ALBANY, N.Y. - Proximity took its toll in yesterday's East Regional final, but not because Pepsi Arena is a mere two-hour drive from the Syracuse campus or because it was dressed in orange.
No, the proximity that weighed most heavily here dealt with Oklahoma's offense, which was nowhere to be found when it encountered Syracuse's vaunted 2-3 zone defense.
There were no holes in that zone, no good looks at the basket and no easy points.
Third-seeded Syracuse extinguished Oklahoma's Final Four dream with a frenetic 63-47 victory that bounced yet another No. 1 seed from the NCAA tournament. The win launched the Orangemen into Saturday's national semifinals against Texas, an 85-76 winner over Michigan State in the South final.
"Their strength is their perimeter people, and we can guard perimeter people in our zone," Syracuse coach Jim Boeheim said, reaching for the bottom line in the impressive wipeout of the Sooners.
Oklahoma's Hollis Price hit just three of 17 shots against that zone. Backcourt mate Quannas White was 1-for-8. Together, they were 2-for-15 from the three-point line, and there was no overcoming those numbers.

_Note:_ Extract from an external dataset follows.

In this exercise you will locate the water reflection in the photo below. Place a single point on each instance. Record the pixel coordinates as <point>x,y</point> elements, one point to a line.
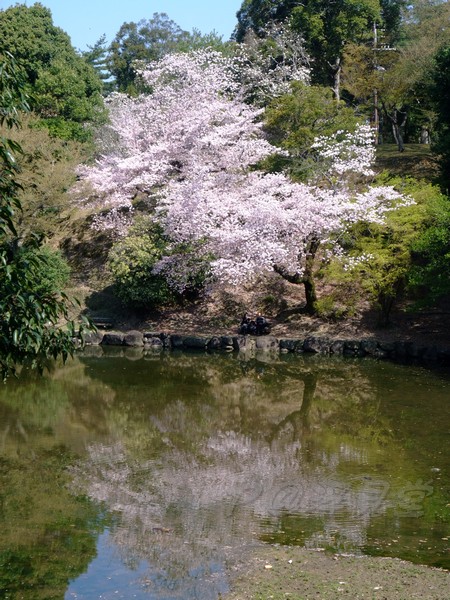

"We know their offense goes through Hollis Price," Carmelo Anthony of Syracuse said. "Once we took him away, then everything broke down."
Anthony, the former Towson Catholic standout, hit an early jumper and then scorched Oklahoma on the glass. He rang up 12 of his game-high 20 points in the first half and walked off with the Most Outstanding Player Award for the regional.
Better yet for the Orange faithful, the freshman tossed out hope that he might return to Syracuse next season instead of leaving for the NBA.
"This is my first time making it to the Final Four," he said. "Hopefully, it's not my last."
This will be Boeheim's third trip to the Final Four - the fourth overall for Syracuse - and the Orangemen (28-5) are still searching for that elusive first national title. For Boeheim, the rendezvous in New Orleans is certain to bring back haunting memories of a 1987 title-game loss to Indiana, when Keith Smart scored the game-winning basket with four seconds left.
"I don't know if there's a ghost there," Boeheim said. "I had a tremendous experience for five days, 39 minutes and 56 seconds there. I'm going to try to get that other four seconds in this time."
His experience in Albany was exhilarating, given Syracuse's defensive brilliance. The Orangemen held the Sooners (27-7) to 31 percent shooting, forced 19 turnovers and owned a 40-28 advantage on the boards.
"It's obvious that our defense was the difference," Boeheim said. "We were very active on the defensive end and we did a good job on the boards. It was probably the best we've played defensively all year. We did a good job of getting to their shooters and affecting their shots."
Syracuse took a 10-3 lead, only to see Oklahoma rebound to go ahead 17-16. It would be the Sooners' only lead of the game.
Oklahoma went without a field goal for the next 8:27. The Orangemen, meanwhile, finished the half with a 14-3 run that became a 22-3 run when they scored the first eight points of the second half.
A three-point shot by Gerry McNamara gave Syracuse a 38-20 lead, and the closest Oklahoma got after that was 50-39 with 6:35 to play. But consecutive dunks by Hakim Warrick (13 points) and Anthony snuffed any comeback hopes.
Also snuffed was the dream of Price and White - former high school teammates in New Orleans - of finishing their college careers in their hometown and the Final Four.
"It's tough to come so far and so close," Price said after his eight-point finale. "We were 40 minutes away from getting back home. They did a great job of matching us and coming out and competing."
It was a bad matchup for Oklahoma from the beginning. The Sooners tried man-to-man defense on Anthony and Warrick, but were chased into a matchup zone of their own with about nine minutes left in the first half.
"They couldn't guard Hakim or Carmelo," Boeheim said.
Oklahoma coach Kelvin Sampson acknowledged the superb defensive job turned in by the Orangemen - "We haven't seen a zone like that," he said - and also the advantage Syracuse had playing so close to home.
"I thought they did a great job of feeding off the crowd," Sampson said. "That's a big thing, especially when you have a young team in that [tournament] environment."
But this game could have been played in Norman, Okla., and the outcome probably would not have been different.
"I thought it was fair [having to play in Albany]," White said. "At this point in time, it doesn't matter where the game was played. It's all about trying to win the game. And they won the game."